To explore the possible discrepancies in quantification of individual proteins, we calculated pairwise Pearson’s correlation for selected datasets (Figure 4). The overall levels of correlation are moderate (mean Pearson’s r = 0.63 for E. coli, 0.57 for S. cerevisiae, and 0.70 for Hela cells). Moderate levels of pairwise correlations are typical for mass spectrometry-based experiments, although, of course, a better level is expected since identical cell types in almost identical conditions are considered. Interestingly, a targeted immunoblot-based study of S. cerevisiae by Ghaemmaghami et al. demonstrated lower-than-average levels of correlation with mass spectrometry studies.
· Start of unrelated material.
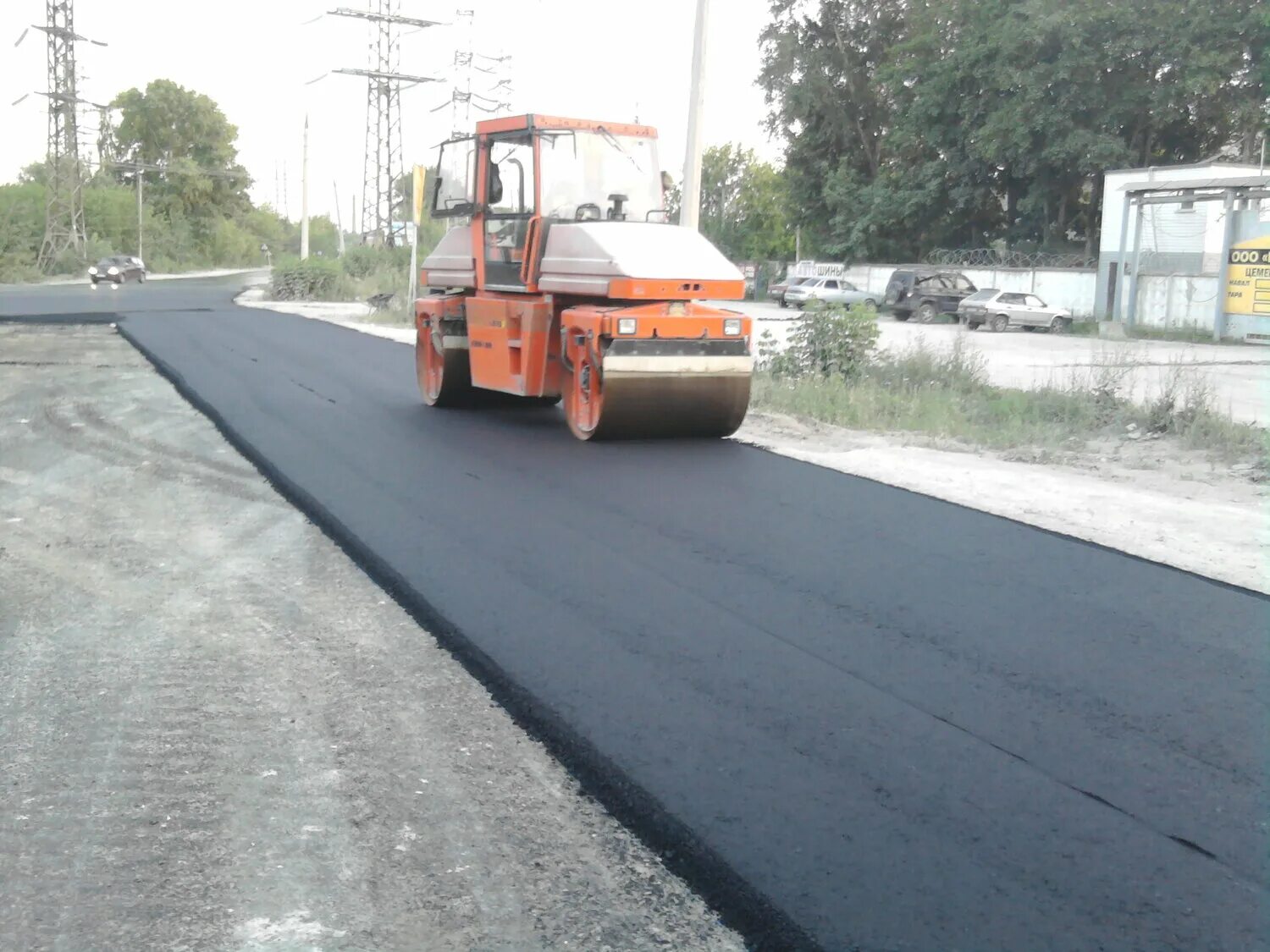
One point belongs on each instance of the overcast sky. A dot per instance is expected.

Additionally, a fluorescence-based study of the E. coli proteome by Taniguchi et al. showed a moderate level of correlation with other datasets despite quantifying a significantly smaller number of proteins in total. It is also surprising that we do not observe an increased level of correlation when taking into consideration only core proteins (lower left corner of heatmaps in Figure 4).

In conclusion, we reason that although abundances of specific proteins can be the reason for some of the discrepancies observed between total protein copy numbers, this factor alone cannot explain a ten-fold difference in some cases. Therefore, we believe that neither the unidentified portion of the proteome nor differences in quantification of particular proteins can produce the observed effect. In turn, it is likely that some sort of a study-specific coefficient can be applied to normalize quantitative information between different studies of a particular model organism.
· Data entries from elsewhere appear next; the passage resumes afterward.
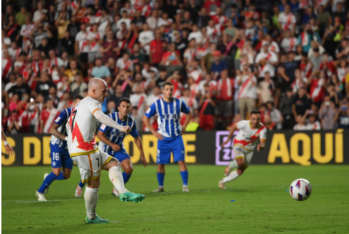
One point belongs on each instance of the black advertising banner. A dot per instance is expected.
(282, 147)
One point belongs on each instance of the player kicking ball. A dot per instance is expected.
(81, 128)
(59, 152)
(244, 143)
(111, 142)
(170, 132)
2.4. Estimation of Total Protein Copy Numbers per Cell from Total Protein Mass per Cell

To produce consensus values of protein abundances per cell, we opted for a simple, but powerful approach of estimating the total number of protein copies per cell based on the total protein mass per cell and average protein mass.
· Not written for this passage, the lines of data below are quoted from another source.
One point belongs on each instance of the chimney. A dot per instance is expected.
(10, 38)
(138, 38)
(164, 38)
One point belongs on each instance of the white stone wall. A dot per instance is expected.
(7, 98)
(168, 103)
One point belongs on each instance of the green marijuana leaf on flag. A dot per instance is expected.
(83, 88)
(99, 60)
As our first step, we calculated average protein molecular masses as reported in the datasets (Figure 5). Our results aligned with the well established observation that prokaryotes have a lower average protein mass (around 30 kDa) than eukaryotes (around 40 kDa) [12], although we also noticed a small difference in the median protein mass between S. cerevisiae and HeLa cells, which may have reflected the relative extent of cell complexity between yeast and humans.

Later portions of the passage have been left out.